RETRATOS
- I -
Começo de tarde em São Paulo. Parada, à espera do metrô atrás da faixa amarela de segurança, olho distraída para as pessoas que me rodeiam.
Chama-me atenção um adolescente, trajando calças largas, jaqueta jeans surrada, ostentando um piercing na sobrancelha de sua cabeça raspada. Ele anda de cá pra lá, impaciente à espera pelo próximo metrô, segurando uma rosa, um único botão, com todo o cuidado do mundo, como se tal rosa pudesse desfalecer ao menor toque. Fiquei imaginando quem seria a pessoa merecedora de tal rosa, carregada com tanto zelo pelo jovem rapaz.
- II -
Tarde fria em São Paulo. Os termômetros marcam 14 graus. Saio do metrô e tento apertar o passo rumo a um velho prédio no centro de São Paulo, situado na Rua Benjamin Constant. Ocorre-me um pensamento: quem foi Benjamin Constant?
Cruzando a Praça da Sé, diminuo o passo e paro em frente à velha Catedral. Nas escadarias, pessoas sobem e descem, cada uma carregando sua fé, sua dor, seu grito por socorro divino, estampados no olhar distante e nas mãos já cansadas de fazer o sinal da cruz. Em nome do Pai, do Filho e do Espírito Santo, amém ao Deus distante, porém tão real.
- III -
Caminho mais um pouco pela Praça tomada de camelôs vendendo despertadores que apitam estridentes, pessoas apressadas e policiais armados. Avisto uma pequena multidão ao redor de um homem que grita, movimenta efusivamente os braços e se move com grande desenvoltura, como se estivesse num grande palco de teatro.

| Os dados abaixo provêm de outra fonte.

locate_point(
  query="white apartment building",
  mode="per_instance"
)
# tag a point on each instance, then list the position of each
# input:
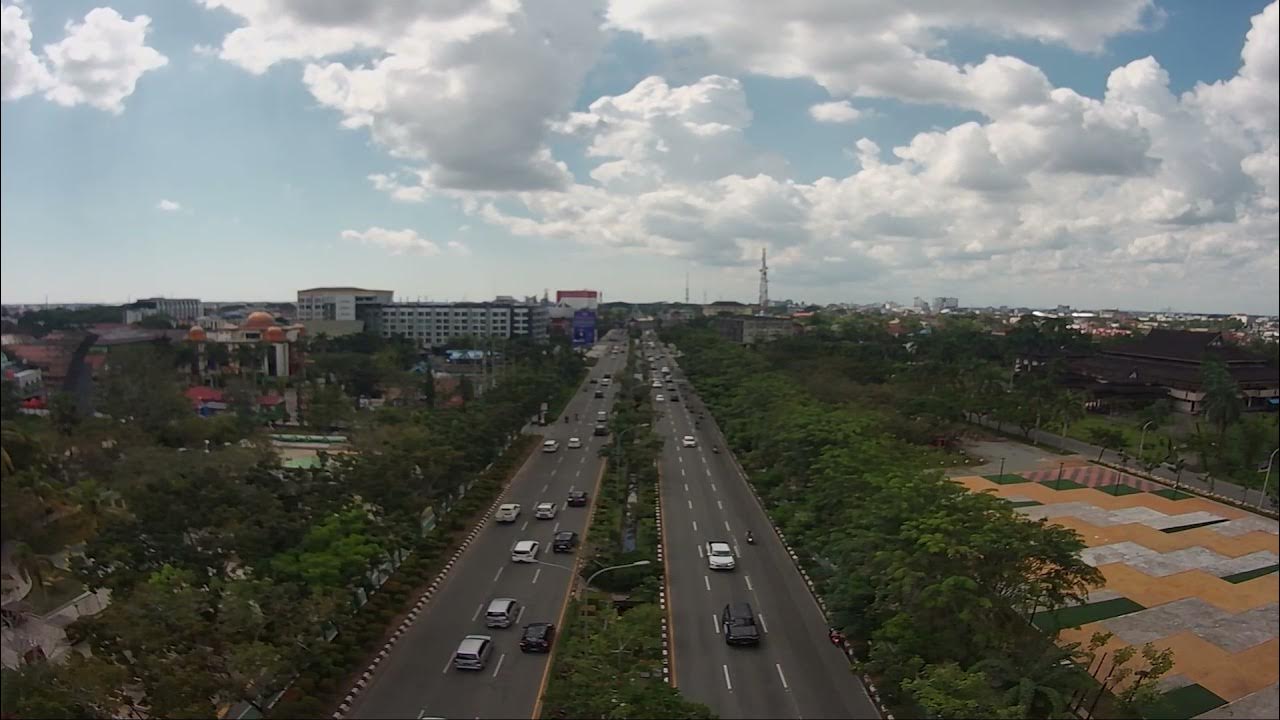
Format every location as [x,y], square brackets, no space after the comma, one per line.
[435,323]
[339,302]
[181,309]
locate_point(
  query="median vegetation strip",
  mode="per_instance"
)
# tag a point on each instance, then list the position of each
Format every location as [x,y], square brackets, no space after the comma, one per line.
[608,659]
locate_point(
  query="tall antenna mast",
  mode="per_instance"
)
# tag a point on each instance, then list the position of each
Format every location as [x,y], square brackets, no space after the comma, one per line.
[764,283]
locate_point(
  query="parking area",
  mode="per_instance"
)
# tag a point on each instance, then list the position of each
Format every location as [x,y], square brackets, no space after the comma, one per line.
[1182,572]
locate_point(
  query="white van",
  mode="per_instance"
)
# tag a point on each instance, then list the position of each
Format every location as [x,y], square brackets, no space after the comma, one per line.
[472,652]
[501,613]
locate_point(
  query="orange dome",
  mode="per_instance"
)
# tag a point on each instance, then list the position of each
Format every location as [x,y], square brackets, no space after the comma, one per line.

Alega este homem que com o poder da mente, fará com que um toco de braço (isso mesmo, um toco que começa no cotovelo e se estende até a mão) caminhe em sua direção. O toco não parece ser verdadeiro, talvez seja um pedaço de um manequim, destes que vestem roupas e ficam expostos nas vitrines. De qualquer forma não espero o tal toco se mexer. Vou embora, com medo do Exu baixar no homem que grita cada vez mais alto: "venha, eu rogo, venha".
- IV -
Problemas resolvidos, volto a tomar o metrô rumo a Av. Paulista. Sentada, ao meu lado, uma mocinha de rosto alvo e bochechas saudavelmente coradas, carregando muitos livros em seu colo. Mais uma espiada na moça e vejo que ela carrega livros de Direito Penal. Livros que eu também carreguei um dia com o mesmo cuidado que a jovem estudante, como se daqueles livros fossem surgir uma vocação para a defesa dos direitos fundamentais a qualquer ser humano. A tal jovem começa a folhear um dos exemplares em seu colo. Talvez estivesse passando por sua cabeça que ela se formaria e seria uma operadora do Direito em prol da Justiça. Eu já tive esta ilusão. Torci para que à tal moça, minha ilusão tornasse realidade.
- V -
Avenida Paulista, o sol acanhado ensaia um pouco de calor na tarde seca e fria. Nas largas calçadas da avenida, camelôs vendem bichos de pelúcia, passes, chocolates, perfumes importados, gorros, luvas, bijuterias. É difícil andar em meio à multidão, driblando as bancas dos ambulantes e os buracos na calçada.
Uma mulher, aparentando uns cinquenta anos, está parada em frente ao BankBoston. Seguranças a observam de longe. A mulher está rodeada de sacolas e trouxas sujas. Ela está suja. Grita palavrões a esmo, agacha-se com a cabeça entre os joelhos, levanta-se e berra impropérios em direção ao céu. Seu rosto todo encrespado denuncia a solidão dos loucos.
Entro no prédio onde eu trabalho, guardando os retratos da tarde de uma sexta-feira.